Contributing#
Contributing to amica#
Thank you for your interest in contributing to amica!
We welcome contributions of all kinds, including bug fixes, new features, documentation improvements, tests, benchmarks, and examples.
Getting Started#
1. Fork and Clone#
git clone https://github.com/<your-username>/amica.git
cd amica
2. Create a Virtual Environment#
Using venv:
python -m venv .venv
source .venv/bin/activate # Windows: .venv\Scripts\activate
or using uv:
uv venv
source .venv/bin/activate
3. Install amica#
Using pip:
pip install -e ".[dev]"
Using uv:
uv pip install -e ".[dev]"
4. Install Pre-commit Hooks#
pre-commit install
This enables automatic formatting, linting, and repository consistency checks before every commit.
Development Workflow#
Create a feature branch:
git checkout -b feature/my-new-feature
Make your changes and add or update tests where appropriate.

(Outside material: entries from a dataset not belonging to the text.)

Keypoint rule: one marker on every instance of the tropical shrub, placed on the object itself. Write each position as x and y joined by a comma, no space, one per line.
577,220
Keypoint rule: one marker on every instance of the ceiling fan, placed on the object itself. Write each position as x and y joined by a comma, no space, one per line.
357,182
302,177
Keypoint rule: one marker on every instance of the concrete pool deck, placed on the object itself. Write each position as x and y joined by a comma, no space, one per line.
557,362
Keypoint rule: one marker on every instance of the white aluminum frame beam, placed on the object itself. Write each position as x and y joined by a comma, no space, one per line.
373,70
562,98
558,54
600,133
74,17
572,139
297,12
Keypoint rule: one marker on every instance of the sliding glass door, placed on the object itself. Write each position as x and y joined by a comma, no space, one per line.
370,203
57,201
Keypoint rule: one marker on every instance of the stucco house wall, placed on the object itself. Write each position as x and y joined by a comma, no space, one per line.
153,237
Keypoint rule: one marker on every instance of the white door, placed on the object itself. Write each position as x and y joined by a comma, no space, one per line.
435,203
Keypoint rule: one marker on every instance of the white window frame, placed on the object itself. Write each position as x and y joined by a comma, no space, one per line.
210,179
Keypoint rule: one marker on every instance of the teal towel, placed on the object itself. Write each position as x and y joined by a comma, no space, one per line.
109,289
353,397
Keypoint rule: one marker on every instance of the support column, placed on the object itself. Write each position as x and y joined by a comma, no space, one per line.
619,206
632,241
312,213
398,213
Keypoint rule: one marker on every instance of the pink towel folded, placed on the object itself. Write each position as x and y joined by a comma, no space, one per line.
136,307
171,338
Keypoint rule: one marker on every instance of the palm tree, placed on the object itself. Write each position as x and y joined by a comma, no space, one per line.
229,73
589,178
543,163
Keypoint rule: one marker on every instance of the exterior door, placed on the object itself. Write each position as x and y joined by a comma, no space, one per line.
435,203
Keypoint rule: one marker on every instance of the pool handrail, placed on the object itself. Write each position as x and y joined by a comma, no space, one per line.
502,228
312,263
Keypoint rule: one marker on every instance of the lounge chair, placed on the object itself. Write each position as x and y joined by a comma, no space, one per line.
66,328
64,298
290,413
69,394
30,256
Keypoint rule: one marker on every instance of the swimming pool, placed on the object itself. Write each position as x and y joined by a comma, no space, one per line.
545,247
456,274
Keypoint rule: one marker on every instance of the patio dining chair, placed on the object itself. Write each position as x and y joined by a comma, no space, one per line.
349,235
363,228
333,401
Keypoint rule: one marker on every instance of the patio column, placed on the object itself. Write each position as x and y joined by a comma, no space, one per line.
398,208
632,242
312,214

Run the full pre-commit suite:
pre-commit run --all-files
Run the test suite:
pytest
Backend Testing#
amica supports multiple computational backends.
NumPy#
pytest
JAX (CPU)#
pytest tests/ --backend=cpu
JAX (GPU)#
Requires CUDA and the GPU dependencies.
pytest tests/ --backend=gpu
To include slow tests:
pytest tests/ --backend=gpu --run-slow
GPU tests are recommended whenever modifying the optimization algorithm or JAX backend.
Documentation#
If your changes affect the documentation, ensure it builds successfully.
cd docs
make html
Nox#
For maintainers and advanced contributors, Nox provides reproducible development sessions.
nox -s tests
nox -s lint
nox -s docs
Code Style#
amica uses:
Ruff for linting and formatting
pre-commit for automated quality checks
NumPy-style docstrings for public APIs
Before opening a pull request, make sure:
all tests pass
pre-commit passes
documentation builds successfully (if affected)
Pull Requests#
Please:
write clear commit messages
include tests for new functionality
update documentation when appropriate
reference related issues (for example
Fixes #42)
Pull requests should target the main branch.
Bug Reports#
When reporting a bug, please include:
a minimal reproducible example
expected behavior
actual behavior
Python version
operating system
backend (NumPy/JAX CPU/JAX GPU)
Feature Requests#
Feature requests are welcome.
Please describe:
the motivation
the proposed API or behavior
relevant papers or references, if applicable
Benchmarks and Validation#
Contributions that compare amica against other ICA implementations are especially valuable, including:
MATLAB AMICA
Picard
FastICA
Infomax
Benchmarking on new EEG or MEG datasets is also encouraged.
Code of Conduct#
By participating in this project, you agree to abide by our Code of Conduct.
Questions#
If you have questions, feel free to open a GitHub issue or discussion.